You may not copy, modify, sublicense, or distribute the Document except as expressly provided under this License. Any attempt otherwise to copy, modify, sublicense, or distribute it is void, and will automatically terminate your rights under this License.

However, if you cease all violation of this License, then your license from a particular copyright holder is reinstated (a) provisionally, unless and until the copyright holder explicitly and finally terminates your license, and (b) permanently, if the copyright holder fails to notify you of the violation by some reasonable means prior to 60 days after the cessation.

Moreover, your license from a particular copyright holder is reinstated permanently if the copyright holder notifies you of the violation by some reasonable means, this is the first time you have received notice of violation of this License (for any work) from that copyright holder, and you cure the violation prior to 30 days after your receipt of the notice.

Termination of your rights under this section does not terminate the licenses of parties who have received copies or rights from you under this License. If your rights have been terminated and not permanently reinstated, receipt of a copy of some or all of the same material does not give you any rights to use it.

10. FUTURE REVISIONS OF THIS LICENSE

The Free Software Foundation may publish new, revised versions of the GNU Free Documentation License from time to time. Such new versions will be similar in spirit to the present version, but may differ in detail to address new problems or concerns. See http://www.gnu.org/copyleft/.

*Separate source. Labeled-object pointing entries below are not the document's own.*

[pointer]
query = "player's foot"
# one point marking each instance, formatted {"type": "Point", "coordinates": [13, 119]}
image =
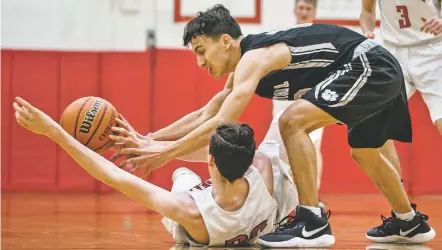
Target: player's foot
{"type": "Point", "coordinates": [303, 229]}
{"type": "Point", "coordinates": [322, 205]}
{"type": "Point", "coordinates": [395, 230]}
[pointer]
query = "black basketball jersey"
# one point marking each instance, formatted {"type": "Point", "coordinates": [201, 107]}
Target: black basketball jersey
{"type": "Point", "coordinates": [317, 50]}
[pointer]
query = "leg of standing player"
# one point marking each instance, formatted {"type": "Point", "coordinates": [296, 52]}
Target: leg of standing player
{"type": "Point", "coordinates": [373, 76]}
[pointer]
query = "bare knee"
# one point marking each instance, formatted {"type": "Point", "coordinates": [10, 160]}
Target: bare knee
{"type": "Point", "coordinates": [290, 122]}
{"type": "Point", "coordinates": [293, 120]}
{"type": "Point", "coordinates": [363, 156]}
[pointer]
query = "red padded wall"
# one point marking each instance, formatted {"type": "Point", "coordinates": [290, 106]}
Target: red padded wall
{"type": "Point", "coordinates": [425, 167]}
{"type": "Point", "coordinates": [152, 91]}
{"type": "Point", "coordinates": [33, 158]}
{"type": "Point", "coordinates": [7, 118]}
{"type": "Point", "coordinates": [175, 96]}
{"type": "Point", "coordinates": [78, 78]}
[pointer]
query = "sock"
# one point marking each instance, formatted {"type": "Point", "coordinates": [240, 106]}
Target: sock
{"type": "Point", "coordinates": [315, 210]}
{"type": "Point", "coordinates": [405, 216]}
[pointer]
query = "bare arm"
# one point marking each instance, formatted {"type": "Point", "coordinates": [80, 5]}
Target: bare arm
{"type": "Point", "coordinates": [248, 73]}
{"type": "Point", "coordinates": [200, 155]}
{"type": "Point", "coordinates": [367, 18]}
{"type": "Point", "coordinates": [191, 121]}
{"type": "Point", "coordinates": [264, 166]}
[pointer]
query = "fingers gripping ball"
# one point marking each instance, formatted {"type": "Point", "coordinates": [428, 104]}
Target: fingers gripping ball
{"type": "Point", "coordinates": [90, 121]}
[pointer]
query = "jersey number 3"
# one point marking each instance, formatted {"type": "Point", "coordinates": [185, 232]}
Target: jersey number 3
{"type": "Point", "coordinates": [404, 22]}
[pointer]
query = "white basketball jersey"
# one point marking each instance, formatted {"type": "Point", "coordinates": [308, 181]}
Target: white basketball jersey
{"type": "Point", "coordinates": [401, 20]}
{"type": "Point", "coordinates": [256, 217]}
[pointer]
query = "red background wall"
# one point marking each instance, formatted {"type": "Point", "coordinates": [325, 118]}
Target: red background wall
{"type": "Point", "coordinates": [152, 89]}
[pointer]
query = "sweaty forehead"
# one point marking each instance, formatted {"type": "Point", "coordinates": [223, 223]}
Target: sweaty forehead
{"type": "Point", "coordinates": [200, 41]}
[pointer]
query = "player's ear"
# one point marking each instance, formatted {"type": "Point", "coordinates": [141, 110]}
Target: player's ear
{"type": "Point", "coordinates": [226, 40]}
{"type": "Point", "coordinates": [211, 161]}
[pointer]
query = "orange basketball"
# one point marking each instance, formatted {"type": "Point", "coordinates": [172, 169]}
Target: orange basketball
{"type": "Point", "coordinates": [89, 120]}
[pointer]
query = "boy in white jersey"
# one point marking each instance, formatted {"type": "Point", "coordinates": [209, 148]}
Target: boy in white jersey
{"type": "Point", "coordinates": [240, 197]}
{"type": "Point", "coordinates": [412, 31]}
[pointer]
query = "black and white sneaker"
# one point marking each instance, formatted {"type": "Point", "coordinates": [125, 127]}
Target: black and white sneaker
{"type": "Point", "coordinates": [303, 229]}
{"type": "Point", "coordinates": [395, 230]}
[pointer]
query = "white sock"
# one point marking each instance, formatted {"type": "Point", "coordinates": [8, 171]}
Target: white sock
{"type": "Point", "coordinates": [405, 216]}
{"type": "Point", "coordinates": [315, 210]}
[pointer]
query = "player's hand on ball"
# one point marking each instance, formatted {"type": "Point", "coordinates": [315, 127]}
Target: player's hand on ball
{"type": "Point", "coordinates": [369, 34]}
{"type": "Point", "coordinates": [432, 25]}
{"type": "Point", "coordinates": [32, 118]}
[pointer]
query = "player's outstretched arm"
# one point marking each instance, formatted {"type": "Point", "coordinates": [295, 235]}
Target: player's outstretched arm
{"type": "Point", "coordinates": [248, 73]}
{"type": "Point", "coordinates": [251, 68]}
{"type": "Point", "coordinates": [178, 207]}
{"type": "Point", "coordinates": [367, 19]}
{"type": "Point", "coordinates": [191, 121]}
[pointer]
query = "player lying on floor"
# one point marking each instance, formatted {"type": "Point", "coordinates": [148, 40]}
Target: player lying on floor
{"type": "Point", "coordinates": [236, 209]}
{"type": "Point", "coordinates": [272, 146]}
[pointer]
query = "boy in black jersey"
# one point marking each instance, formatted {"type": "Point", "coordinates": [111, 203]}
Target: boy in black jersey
{"type": "Point", "coordinates": [344, 77]}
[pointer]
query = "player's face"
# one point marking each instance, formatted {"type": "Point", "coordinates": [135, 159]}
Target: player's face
{"type": "Point", "coordinates": [212, 54]}
{"type": "Point", "coordinates": [305, 12]}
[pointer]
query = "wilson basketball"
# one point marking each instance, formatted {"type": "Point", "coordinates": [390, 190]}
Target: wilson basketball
{"type": "Point", "coordinates": [90, 121]}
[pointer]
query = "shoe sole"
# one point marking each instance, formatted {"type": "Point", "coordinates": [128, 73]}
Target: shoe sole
{"type": "Point", "coordinates": [325, 240]}
{"type": "Point", "coordinates": [418, 238]}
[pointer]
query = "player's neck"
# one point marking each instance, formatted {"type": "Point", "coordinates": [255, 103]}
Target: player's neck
{"type": "Point", "coordinates": [236, 54]}
{"type": "Point", "coordinates": [230, 196]}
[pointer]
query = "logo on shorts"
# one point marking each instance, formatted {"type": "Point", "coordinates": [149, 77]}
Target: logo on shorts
{"type": "Point", "coordinates": [329, 95]}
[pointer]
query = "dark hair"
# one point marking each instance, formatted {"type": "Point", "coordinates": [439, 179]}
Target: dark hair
{"type": "Point", "coordinates": [212, 23]}
{"type": "Point", "coordinates": [312, 2]}
{"type": "Point", "coordinates": [233, 148]}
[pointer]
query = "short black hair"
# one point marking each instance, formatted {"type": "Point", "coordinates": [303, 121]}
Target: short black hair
{"type": "Point", "coordinates": [212, 23]}
{"type": "Point", "coordinates": [233, 148]}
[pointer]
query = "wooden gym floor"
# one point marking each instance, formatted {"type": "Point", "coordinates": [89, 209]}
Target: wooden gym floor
{"type": "Point", "coordinates": [112, 221]}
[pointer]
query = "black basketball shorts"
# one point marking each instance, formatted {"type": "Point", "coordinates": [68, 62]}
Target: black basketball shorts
{"type": "Point", "coordinates": [368, 95]}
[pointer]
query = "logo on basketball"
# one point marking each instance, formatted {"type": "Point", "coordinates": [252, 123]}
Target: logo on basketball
{"type": "Point", "coordinates": [90, 117]}
{"type": "Point", "coordinates": [329, 95]}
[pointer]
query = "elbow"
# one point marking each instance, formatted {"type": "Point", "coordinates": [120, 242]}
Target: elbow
{"type": "Point", "coordinates": [113, 177]}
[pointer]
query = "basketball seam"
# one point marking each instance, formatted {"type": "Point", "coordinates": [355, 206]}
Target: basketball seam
{"type": "Point", "coordinates": [110, 140]}
{"type": "Point", "coordinates": [78, 116]}
{"type": "Point", "coordinates": [98, 125]}
{"type": "Point", "coordinates": [104, 145]}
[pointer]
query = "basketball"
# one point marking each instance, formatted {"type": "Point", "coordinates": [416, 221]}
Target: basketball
{"type": "Point", "coordinates": [90, 121]}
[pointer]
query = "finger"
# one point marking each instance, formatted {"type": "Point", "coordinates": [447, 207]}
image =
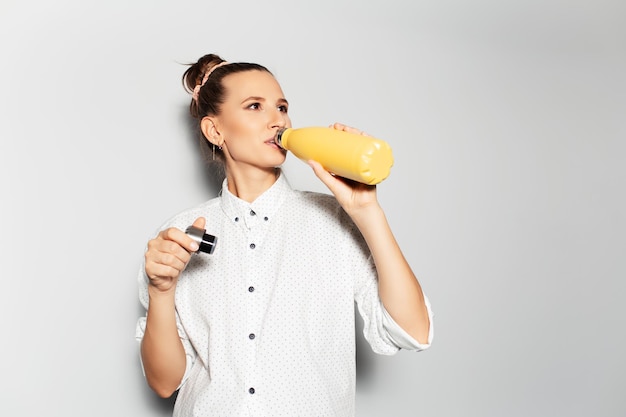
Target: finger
{"type": "Point", "coordinates": [200, 223]}
{"type": "Point", "coordinates": [157, 271]}
{"type": "Point", "coordinates": [179, 237]}
{"type": "Point", "coordinates": [349, 129]}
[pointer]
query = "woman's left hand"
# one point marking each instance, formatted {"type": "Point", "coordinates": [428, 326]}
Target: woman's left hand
{"type": "Point", "coordinates": [353, 196]}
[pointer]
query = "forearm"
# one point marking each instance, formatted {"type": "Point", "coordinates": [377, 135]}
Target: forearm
{"type": "Point", "coordinates": [162, 352]}
{"type": "Point", "coordinates": [399, 289]}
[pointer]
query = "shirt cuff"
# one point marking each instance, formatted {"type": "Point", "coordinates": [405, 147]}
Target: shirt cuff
{"type": "Point", "coordinates": [400, 337]}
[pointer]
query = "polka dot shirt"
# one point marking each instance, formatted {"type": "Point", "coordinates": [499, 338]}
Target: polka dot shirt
{"type": "Point", "coordinates": [267, 320]}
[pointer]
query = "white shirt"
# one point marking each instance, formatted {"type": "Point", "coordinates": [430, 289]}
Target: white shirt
{"type": "Point", "coordinates": [267, 320]}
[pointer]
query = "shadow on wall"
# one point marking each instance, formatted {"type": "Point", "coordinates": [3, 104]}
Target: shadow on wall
{"type": "Point", "coordinates": [211, 172]}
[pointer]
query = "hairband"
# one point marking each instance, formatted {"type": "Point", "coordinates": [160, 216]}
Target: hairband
{"type": "Point", "coordinates": [196, 89]}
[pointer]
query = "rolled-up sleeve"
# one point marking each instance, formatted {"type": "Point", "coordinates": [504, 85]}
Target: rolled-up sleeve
{"type": "Point", "coordinates": [400, 337]}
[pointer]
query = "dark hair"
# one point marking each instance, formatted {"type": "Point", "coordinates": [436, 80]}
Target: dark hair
{"type": "Point", "coordinates": [211, 94]}
{"type": "Point", "coordinates": [211, 97]}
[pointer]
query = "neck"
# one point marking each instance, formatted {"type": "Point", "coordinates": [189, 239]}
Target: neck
{"type": "Point", "coordinates": [249, 184]}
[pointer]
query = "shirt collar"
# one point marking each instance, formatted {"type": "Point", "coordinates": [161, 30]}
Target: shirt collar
{"type": "Point", "coordinates": [264, 208]}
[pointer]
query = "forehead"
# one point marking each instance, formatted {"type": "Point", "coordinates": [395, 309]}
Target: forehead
{"type": "Point", "coordinates": [241, 85]}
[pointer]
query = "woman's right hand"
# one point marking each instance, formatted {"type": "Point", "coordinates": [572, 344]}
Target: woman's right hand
{"type": "Point", "coordinates": [167, 256]}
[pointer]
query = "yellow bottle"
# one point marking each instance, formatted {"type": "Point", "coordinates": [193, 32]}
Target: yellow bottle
{"type": "Point", "coordinates": [360, 158]}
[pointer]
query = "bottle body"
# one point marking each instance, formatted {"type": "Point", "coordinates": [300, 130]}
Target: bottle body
{"type": "Point", "coordinates": [360, 158]}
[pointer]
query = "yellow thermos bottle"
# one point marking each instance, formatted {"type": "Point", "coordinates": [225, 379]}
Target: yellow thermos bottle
{"type": "Point", "coordinates": [360, 158]}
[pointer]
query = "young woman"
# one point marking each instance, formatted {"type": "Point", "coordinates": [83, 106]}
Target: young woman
{"type": "Point", "coordinates": [264, 326]}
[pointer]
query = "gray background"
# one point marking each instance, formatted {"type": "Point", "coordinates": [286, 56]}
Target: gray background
{"type": "Point", "coordinates": [507, 121]}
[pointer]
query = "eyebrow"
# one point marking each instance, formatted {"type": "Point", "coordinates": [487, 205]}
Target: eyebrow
{"type": "Point", "coordinates": [256, 98]}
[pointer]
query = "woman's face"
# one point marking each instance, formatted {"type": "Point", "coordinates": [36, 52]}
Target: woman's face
{"type": "Point", "coordinates": [253, 110]}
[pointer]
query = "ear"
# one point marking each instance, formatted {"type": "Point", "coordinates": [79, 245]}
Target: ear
{"type": "Point", "coordinates": [209, 130]}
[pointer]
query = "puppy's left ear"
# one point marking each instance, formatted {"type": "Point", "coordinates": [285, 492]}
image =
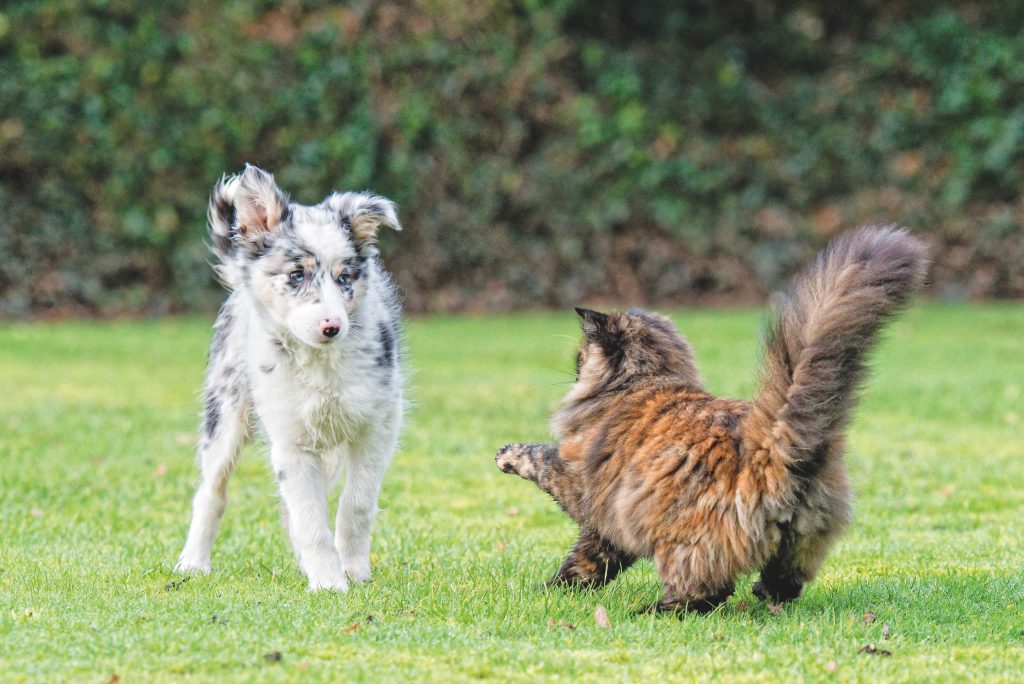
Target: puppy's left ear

Each version of the License is given a distinguishing version number. If the Document specifies that a particular numbered version of this License "or any later version" applies to it, you have the option of following the terms and conditions either of that specified version or of any later version that has been published (not as a draft) by the Free Software Foundation. If the Document does not specify a version number of this License, you may choose any version ever published (not as a draft) by the Free Software Foundation. If the Document specifies that a proxy can decide which future versions of this License can be used, that proxy’s public statement of acceptance of a version permanently authorizes you to choose that version for the Document.

11. RELICENSING

"Massive Multiauthor Collaboration Site" (or "MMC Site") means any World Wide Web server that publishes copyrightable works and also provides prominent facilities for anybody to edit those works. A public wiki that anybody can edit is an example of such a server. A "Massive Multiauthor Collaboration" (or "MMC") contained in the site means any set of copyrightable works thus published on the MMC site.

"CC-BY-SA" means the Creative Commons Attribution-Share Alike 3.0 license published by Creative Commons Corporation, a not-for-profit corporation with a principal place of business in San Francisco, California, as well as future copyleft versions of that license published by that same organization.

"Incorporate" means to publish or republish a Document, in whole or in part, as part of another Document.

An MMC is "eligible for relicensing" if it is licensed under this License, and if all works that were first published under this License somewhere other than this MMC, and subsequently incorporated in whole or in part into the MMC, (1) had no cover texts or invariant sections, and (2) were thus incorporated prior to November 1, 2008.

The operator of an MMC Site may republish an MMC contained in the site under CC-BY-SA on the same site at any time before August 1, 2009, provided the MMC is eligible for relicensing.